We have been hearing about this from our customers for years and this round of user research served as our wake-up call to bring inspiration to our website. Showing fonts in use would give Adobe its competitive edge, and there is just so much potential in what we can do.
Objective
The objective of the project is to inspire our users with rich content right on our website and to increase awareness of the Adobe Fonts service. Aside from increasing website engagement and driving free to paid conversion, we also wanted this project to help train our recommendation engine. In the future, we want to bring recommendations into our applications within the font menu.
Idea #1
The first idea I explored is a guided exploration module on the homepage. This step-by-step onboarding tool lets users tell us what they are working on so we can cater font recommendations to their specified characteristics and intent. Instead of showing users all 20 thousand fonts and asking them to do the work to narrow down font choices, guided exploration aims to offer them suggestions progressively. The goal is to be welcoming and accessible to all users, especially those beginning projects or who do not have much Type experience. Users can also feel in control as they tell us what they need for their work.
Idea #2
The second idea focused on recommending fonts that are personalized to the individual. Powered by our recommendations engine, personalized recommendations can recommend fonts based on personal, communal, and contextual font usage. We then identified categories to recommend: For you, trending, newly released, hidden gems, and staff picks.
For you: track fonts that the user has already used and recommend fonts that others have used, based on shared usage with the user.
Trending: recommend fonts based on popularity within the user’s region.
Newly released: select from the top 25 most recent additions to our font library.
Hidden gems: recommend fonts that are highly rated but have low usage.
Staff picks: a manually curated list of fonts our team would like to feature.

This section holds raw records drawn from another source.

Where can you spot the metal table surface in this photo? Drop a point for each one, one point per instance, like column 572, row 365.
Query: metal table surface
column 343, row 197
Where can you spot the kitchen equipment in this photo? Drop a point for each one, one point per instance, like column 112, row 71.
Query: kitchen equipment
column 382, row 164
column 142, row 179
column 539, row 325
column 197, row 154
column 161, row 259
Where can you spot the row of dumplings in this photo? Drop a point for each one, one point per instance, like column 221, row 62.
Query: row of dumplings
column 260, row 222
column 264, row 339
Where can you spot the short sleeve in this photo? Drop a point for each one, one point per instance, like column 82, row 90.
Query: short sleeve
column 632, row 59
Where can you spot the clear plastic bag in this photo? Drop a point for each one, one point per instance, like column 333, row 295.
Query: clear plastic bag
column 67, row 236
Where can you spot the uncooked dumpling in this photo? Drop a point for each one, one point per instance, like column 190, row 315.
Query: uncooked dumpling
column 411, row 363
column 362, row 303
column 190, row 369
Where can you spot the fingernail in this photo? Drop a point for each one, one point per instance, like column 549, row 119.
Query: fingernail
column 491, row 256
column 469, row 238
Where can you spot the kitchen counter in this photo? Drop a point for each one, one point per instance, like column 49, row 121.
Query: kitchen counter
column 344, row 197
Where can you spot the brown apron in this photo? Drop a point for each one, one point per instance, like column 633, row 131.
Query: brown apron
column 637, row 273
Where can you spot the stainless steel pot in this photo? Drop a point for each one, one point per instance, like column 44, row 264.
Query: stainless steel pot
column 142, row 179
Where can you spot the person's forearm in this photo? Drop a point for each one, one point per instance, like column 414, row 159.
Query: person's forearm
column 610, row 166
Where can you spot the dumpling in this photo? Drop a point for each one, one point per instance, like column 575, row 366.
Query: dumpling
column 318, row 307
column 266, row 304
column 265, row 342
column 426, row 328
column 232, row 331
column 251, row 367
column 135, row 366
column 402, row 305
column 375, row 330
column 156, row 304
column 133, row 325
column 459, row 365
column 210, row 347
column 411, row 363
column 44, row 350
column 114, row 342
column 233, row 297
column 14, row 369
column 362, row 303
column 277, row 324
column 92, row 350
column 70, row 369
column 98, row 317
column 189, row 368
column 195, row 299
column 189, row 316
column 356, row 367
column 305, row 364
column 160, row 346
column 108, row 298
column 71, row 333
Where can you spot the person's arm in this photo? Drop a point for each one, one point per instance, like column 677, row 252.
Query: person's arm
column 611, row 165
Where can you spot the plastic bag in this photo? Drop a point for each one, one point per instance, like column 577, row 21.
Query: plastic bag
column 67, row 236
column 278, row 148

Out of the two above ideas, we decided to move on with Personalized recommendations due to two reasons:
Our recommendations engine can measure font usage across many categories and has room to scale. Aside from the above five categories, the engine can examine other categories such as fonts popular for specific Adobe applications or fonts good for specific intents.
Idea #1, guided exploration, needs an expansion of our tagging system to map more fonts to intents and moods. Additionally, guided exploration requires the user to have an idea in mind before going through the modules, which may not be helpful for users in the browsing stage of their workflow.
User testing
After an initial round of designs, I tested two versions: one version with sections clearly separated and defined, and one version in a mosaic style. The results showed that a mosaic style tested better — users cared less about the category of suggestions. They wanted to see more inspiration and more imagery.
A visual system
Besides recommending fonts, we also expanded our scope to include recommendations for moods (tags), font packs, and font pairings. We created visual system for our four content types. Each card type has a different height to visually differentiate itself from the others.
Our foundry partners provided us with various fonts in use images to showcase their fonts. For fonts that do not have accompanied images, we came up with a color palette to also show those fonts in an inspirational way.
Final design
The feature launched in November 2021 as a new page on the Adobe Fonts website. By default, users see inspirational content across all categories but they are able to select tags to narrow down their content. A blurb below the tags explains the section's purpose and serves as a way to increase SEO. Hovering over a content card shows details of the font and allows quick activation.
Towards the end of this project, our services teams with dedicated websites such as Adobe Fonts and Adobe Stock took on an initiative to revamp our navigation and content framework. This was the perfect time to redesign our homepage to both fit the new framework and introduce inspirational content right on the homepage.
Now on the homepage, we brought a snippet of the recommendations feature along with an entry point to see more on the recommendations page.
Impact & next steps
The recommendations feature saw amazing results. Users are more likely to activate fonts using the recommendations page compared to any other font browsing pages on the Adobe Fonts website.
Not only was this feature helpful for users, but from a business perspective, this feature further elevates our foundry partners by showcasing their fonts with imagery and fonts in use examples.
Next, we will keep measuring and refining recommendations and categories so we can eventually bring recommendations into the application font menus.